Selasa, 19 November 2013

Resensi Buku


  

Menjadi Guru Inspiratif, Menyemai Bibit Bangsa

Oleh: Lenny Oktaviana Dewi, S.Pd
  (Guru SDIT Insan Permata Malang)

Judul Buku      : Menjadi Guru Inspiratif, Menyemai Bibit Bangsa
No. ISBN         : 978-602-8811-80-4
Penulis             : A. Fuadi, dkk
Penerbit           : Penerbit Bentang (PT Bentang Pustaka)
Tebal Buku      : + 186 halaman
Tahun Terbit    : Desember 2012
Kategori          : Fiksi


Tentang para Penulis :
Rahman Adi Pradana, biasa dipanggil Adi, adalah alumni Pengajar Muda dari Yayasan Gerakan Indonesia Mengajar. Adi ditempatkan selama satu tahun untuk mengajar di SDN Indong, Desa Indong, Pulau Mandioli, Kabupaten Halmahera Selatan, Provinsi Maluku Utara pada 2010-2011 lalu. Adi sempat bekerja di dua perusahaan multinasional setelah lulus. Saat ini Adi bekerja sebagai staf di salah satu Unit Kerja Presiden.

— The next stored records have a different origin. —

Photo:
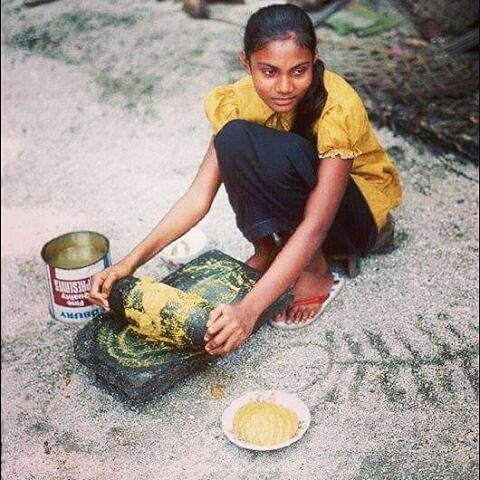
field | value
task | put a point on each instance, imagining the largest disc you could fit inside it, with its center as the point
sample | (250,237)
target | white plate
(185,248)
(288,400)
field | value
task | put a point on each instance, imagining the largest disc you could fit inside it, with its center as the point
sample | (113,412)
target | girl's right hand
(102,283)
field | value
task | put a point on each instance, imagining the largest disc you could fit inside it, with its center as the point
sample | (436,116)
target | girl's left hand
(228,327)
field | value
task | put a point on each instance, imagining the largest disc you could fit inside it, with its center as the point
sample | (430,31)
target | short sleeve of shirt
(221,106)
(342,129)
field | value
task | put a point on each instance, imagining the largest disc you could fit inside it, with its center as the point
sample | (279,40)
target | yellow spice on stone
(265,423)
(150,321)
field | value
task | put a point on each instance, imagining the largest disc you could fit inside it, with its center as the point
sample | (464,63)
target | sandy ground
(102,127)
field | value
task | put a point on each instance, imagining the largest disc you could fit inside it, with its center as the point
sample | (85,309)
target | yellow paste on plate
(264,423)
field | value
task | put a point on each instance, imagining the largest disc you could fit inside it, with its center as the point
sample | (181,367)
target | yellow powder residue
(152,320)
(265,423)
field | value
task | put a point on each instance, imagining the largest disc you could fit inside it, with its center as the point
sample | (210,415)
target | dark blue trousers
(268,176)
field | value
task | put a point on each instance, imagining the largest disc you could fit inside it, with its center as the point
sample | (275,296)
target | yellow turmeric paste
(265,423)
(163,313)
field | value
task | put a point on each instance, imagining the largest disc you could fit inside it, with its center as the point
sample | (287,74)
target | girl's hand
(228,327)
(102,283)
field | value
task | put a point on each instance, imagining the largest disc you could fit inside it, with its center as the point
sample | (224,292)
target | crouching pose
(304,172)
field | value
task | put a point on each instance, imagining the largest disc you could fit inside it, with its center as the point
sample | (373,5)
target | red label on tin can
(70,293)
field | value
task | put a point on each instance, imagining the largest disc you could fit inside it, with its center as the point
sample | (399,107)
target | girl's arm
(184,214)
(230,325)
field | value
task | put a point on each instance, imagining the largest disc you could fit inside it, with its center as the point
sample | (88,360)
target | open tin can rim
(48,251)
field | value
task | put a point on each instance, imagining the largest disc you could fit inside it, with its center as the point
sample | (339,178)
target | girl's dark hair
(282,22)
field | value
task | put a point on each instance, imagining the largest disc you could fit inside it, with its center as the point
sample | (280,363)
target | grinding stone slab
(138,368)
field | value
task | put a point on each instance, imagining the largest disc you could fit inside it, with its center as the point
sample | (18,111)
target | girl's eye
(299,71)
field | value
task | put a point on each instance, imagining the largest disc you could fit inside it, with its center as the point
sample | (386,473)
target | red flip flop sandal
(324,300)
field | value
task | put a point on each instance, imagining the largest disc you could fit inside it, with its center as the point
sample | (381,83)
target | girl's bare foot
(309,285)
(265,252)
(315,281)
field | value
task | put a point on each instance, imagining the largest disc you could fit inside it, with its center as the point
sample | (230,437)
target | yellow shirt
(343,129)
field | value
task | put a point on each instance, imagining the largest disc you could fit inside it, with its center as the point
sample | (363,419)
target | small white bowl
(284,399)
(185,248)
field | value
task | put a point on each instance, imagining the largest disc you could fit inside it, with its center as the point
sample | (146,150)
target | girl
(303,171)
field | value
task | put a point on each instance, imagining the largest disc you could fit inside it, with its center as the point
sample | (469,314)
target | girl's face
(281,72)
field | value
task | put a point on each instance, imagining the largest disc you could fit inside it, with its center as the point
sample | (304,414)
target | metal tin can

Rakhmawati Agustina, lahir di Semarang pada 8 Agustus 1989. Anak kedua dari tiga bersaudara ini memiliki hobi membaca dan menulis. Saat ini Rakhma tinggal di Jln. Parang Baris 8 No.10 Perumnas Tlogosari-Semarang, Jawa Tengah. Penulis sangat terinspirasi oleh Penulis buku dan penyanyi Dewi “Dee” Lestari.

Faradhilla Ayu Rahma Dhevi, dengan nama pena Faradhilla Dhevi, lahir di Tulungagung, 11 Februari 1992. Putri pertama dari pasangan Bapak Suhardi dan Ibu Wassilatu Rohima. Meski berstatus sebagai mahasiswi Farmasi, kecintaan terhadap satra membuat Fara tak berhenti bermimpi untuk menjadi penulis.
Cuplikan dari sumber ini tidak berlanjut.